Infection with the coronavirus increases by factor of 7 expectant mothers’ chance of death; also threatens their unborn children

If you’re pregnant and get infected with the coronavirus, your risk of dying is seven times greater than those of expectant mothers who are not infected, according to a study published Monday in the journal BMJ Global Health.

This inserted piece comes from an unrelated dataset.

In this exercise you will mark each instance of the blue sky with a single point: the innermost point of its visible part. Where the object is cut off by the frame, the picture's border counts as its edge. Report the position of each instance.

The study “pooled patient data from more than 13,000 pregnant individuals included in 12 studies from 12 countries, including the United States,” Sabrina Malhi reports for The Washington Post. “Along with a higher death rate, infected pregnant people had a greater risk of being admitted to an intensive care unit, needing a ventilator or developing pneumonia if they have a coronavirus infection. Infants born to those with a coronavirus infection during pregnancy also had a greater risk of developing severe outcomes. They were twice as likely to need treatment in the intensive care unit after birth and had an increased risk of being born preterm.”

Vaccination rates for pregnant people are low, probably because “the assumption is that if a person is pregnant, they are probably young and, for the most part, healthy,” said Emily R. Smith, the study’s lead author and an assistant professor of global health at George Washington University in Washington, D.C. Malhi notes, “Being pregnant, even if a person has no underlying medical conditions, puts them at increased risk of developing severe illness if they are infected with the coronavirus.”

Many pregnant women are misinformed about Covid-19 vaccines. “As of May 2022, about 29 percent of women who were pregnant or planned on becoming pregnant believed some form of misinformation surrounding the coronavirus vaccine, according to a poll from the Kaiser Family Foundation,” Malhi notes. “Some of the unsubstantiated claims about the vaccine’s impact included effects on fertility and breastfeeding.”

The poll vaccine hesitancy “can emerge when someone is having a child or trying to become pregnant,” Malhi reports. “Kathryn Gray, a maternal-fetal medicine specialist at Brigham and Women’s Hospital in Boston, said misinformation surrounding vaccines can be partly attributed to anti-vaccine rhetoric on social media.”